I'm just tried out my latest micro rod last thursday in the San Jacinto river. It's another 6' pistol grip with spiral wrapped Batson micros. I started with a 5 and went to 3.5 and then 3's to the tip. I couldn't be happier with it. It casts like a dream. It was giving me noticeably more distance and less backlash than any similar rod with large guides. I'm in the process of building out a wading rod on an ATC PV704 that I'm going to put spiral micros. I'll post up the results on that one soon... I don't think you'd have any problem with 30lb braid. That blood knot might be a different story though. I used the tip tops from Swampland. They work good as long as you have the right size tip. I put one on a flipping stick this week and had to split the tube. It worked, but it's not exactly pretty.


----------



## Mg50 (Feb 9, 2009)

Not to hi jack the thread. Has anybody had experience with a conventional casting rod with micros. I was planning on trying it this way. already have the micros but the tip i could not get smaller than a 5.5 ring.


----------



## Goags (May 28, 2004)

I wish I could get Bobby Feazel to post on this...I test casted his 8' crankbait rod this past wke that he built on top w/ 9-3.5 guides and split the tube for the top and wrapped over it. He also uses braid, but I'm not sure what knot he uses. All I can say is it works great. I've been playing today w/ Fuji SIC 3.5 setup all on top on a ATC PV703, and just can't keep the line off of the blank when static testing, w/o using 10 or so guides. I know it's ok for the line to touch the blank when not moving, but on mine it almost wanted to go below the blank, which is no good. I need to do more moving around and testing. It casts great, tho!
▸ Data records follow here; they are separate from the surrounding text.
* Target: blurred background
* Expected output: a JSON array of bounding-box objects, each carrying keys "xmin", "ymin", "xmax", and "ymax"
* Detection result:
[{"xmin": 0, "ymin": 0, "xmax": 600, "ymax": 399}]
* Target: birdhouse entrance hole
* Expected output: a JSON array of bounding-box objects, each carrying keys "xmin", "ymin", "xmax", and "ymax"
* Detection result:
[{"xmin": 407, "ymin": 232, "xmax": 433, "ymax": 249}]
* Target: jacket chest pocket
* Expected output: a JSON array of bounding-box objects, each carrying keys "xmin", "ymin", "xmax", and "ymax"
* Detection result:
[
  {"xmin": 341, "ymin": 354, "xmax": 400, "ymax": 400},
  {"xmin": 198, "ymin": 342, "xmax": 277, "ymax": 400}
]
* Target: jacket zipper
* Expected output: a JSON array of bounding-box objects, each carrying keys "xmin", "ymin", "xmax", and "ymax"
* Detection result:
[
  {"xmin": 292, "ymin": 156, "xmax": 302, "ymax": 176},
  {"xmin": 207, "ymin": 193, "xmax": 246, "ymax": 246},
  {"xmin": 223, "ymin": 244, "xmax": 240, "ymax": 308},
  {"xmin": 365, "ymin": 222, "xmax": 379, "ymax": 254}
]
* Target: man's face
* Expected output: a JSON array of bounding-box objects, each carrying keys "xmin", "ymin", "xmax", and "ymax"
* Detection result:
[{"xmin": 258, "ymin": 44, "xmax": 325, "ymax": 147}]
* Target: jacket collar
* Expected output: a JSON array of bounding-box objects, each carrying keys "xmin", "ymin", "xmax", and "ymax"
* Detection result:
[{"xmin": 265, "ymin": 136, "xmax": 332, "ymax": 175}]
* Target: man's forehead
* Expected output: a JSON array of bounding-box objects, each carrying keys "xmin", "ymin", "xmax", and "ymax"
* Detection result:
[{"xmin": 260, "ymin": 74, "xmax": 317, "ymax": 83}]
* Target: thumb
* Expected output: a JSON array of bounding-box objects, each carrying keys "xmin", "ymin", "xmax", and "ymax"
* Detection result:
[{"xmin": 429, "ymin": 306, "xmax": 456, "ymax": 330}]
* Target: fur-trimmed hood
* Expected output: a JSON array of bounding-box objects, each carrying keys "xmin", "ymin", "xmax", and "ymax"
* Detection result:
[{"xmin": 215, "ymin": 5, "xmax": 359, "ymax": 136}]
Jerry


----------



## Steve Gardner (Mar 23, 2008)

Just answered this question for another builder in Private Message couple minutes ago so here it is with some size suggestions for your starting point before testing
Batson guides
My suggestion is also to do a spiral wrap

SPACING SIZE
Tip 6MM
7mm 3MM
8mm 3MM
9mm 3mm 
10mm 3mm
11mm 3mm
13mm 3mm
15mm 3mm or 3.5
17mm 4mm
19mm 5mm 
23 mm 6mm dbl ft. 
(also move to 23.5 then 24 and cast a few times stay with which ever works better for you)

What I have found, is that having narrower spacing towards the tips improves casting distance most of the time, especially on a conventional set up.

.


----------



## pg542 (Oct 9, 2006)

Steve, don't you mean centimeters on your spacing (left hand column)? I understand the narrower spacing closer to tip but that's alittle too close huh? lol,,,,Jim


----------



## CoastalBent (Aug 3, 2006)

So Jerry, how did Bobby get around the line touching the blank with all on top? Did he use more guides?


----------



## Goags (May 28, 2004)

I think Steve is suffering from post-traumatic stress following his presentation this past wke! Just kidding, he gave a great seminar! I too, am wondering about the mm#'s on the left. Straighten us out Steve(the original microman). Nice meeting you, too!
Jerry


----------



## Goags (May 28, 2004)

Kyle, he used 9 guides plus tiptop. I pulled on it and the line may TOUCH the blank, but certainly didn't go below it. Different blank than we use for sure(964). I bought a few of the XP3 963-965 for a bass fishing buddy...I'll figure it out sooner or later.
Jerry


----------



## CoastalBent (Aug 3, 2006)

Yeah, I think he deals mainly in bass rods, so it may have been a stiffer blank than an average trout/red blank. I'm pretty sold on the spiral, but if you come up with a solution for all on top, I'd be interested in learning more...


----------



## Steve Gardner (Mar 23, 2008)

Sorry Guy's! Yes I meant centimeters 

Jerry;
Thanks for the compliment.
First time for me to do a seminar, wasn't really sure how it went.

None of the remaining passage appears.